Reputation: 912
I want to read csv files in r that are given in s3 directory. Each file is more than 6GB in size, and every file is needed for further calculation in r. Imagine that I have 10 files in s3 folder, I need to read each of them separately before for loop
. Firstly, I tried this and it works in a case when I know name of the csv file:
library(aws.s3)
Sys.setenv("AWS_ACCESS_KEY_ID" = "xyy",
"AWS_SECRET_ACCESS_KEY" = "yyx")
data <-
s3read_using(FUN=read.csv, object="my_folder/file.csv",
sep = ",",stringsAsFactors = F, header=T)
However, how can I access multiple files without explicitly given their names in s3read_using function. This is neccessary beacuse I use partition()
in Spark which divides original dataset into subparts with some generic names (e.g. part1-0839709037fnfih.csv
). If I can automatically list csv files from a s3 folder and used them before my calculation that would be great.
get_ls_files <- .... #gives me list of all csv files in S3 folder
for (i in 1:length(get_ls_files)){
filename = get_ls_files[i]
tmp = s3read_using(FUN=read.csv, object=paste("my_folder/",filename),
sep = ",",stringsAsFactors = F, header=T)
.....
}
Upvotes: 3
Views: 3190
Reputation: 912
I found an answer if anyone needs it, although the documentation is not good.

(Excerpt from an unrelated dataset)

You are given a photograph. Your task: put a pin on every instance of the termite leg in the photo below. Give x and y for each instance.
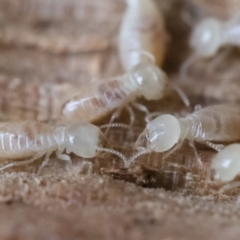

To get a list of files in particular S3 folder you need to use get_bucket
and define a prefix
. After this, search the list for extension .csv
and get list of all .csv
files in particular S3 folder.
tmp = get_bucket(bucket = "my_bucket", prefix="folder/subfolder")
list_csv = data.frame(tmp)
csv_paths = list_csv$Key[grep(".csv", list_csv$Key)]
Upvotes: 5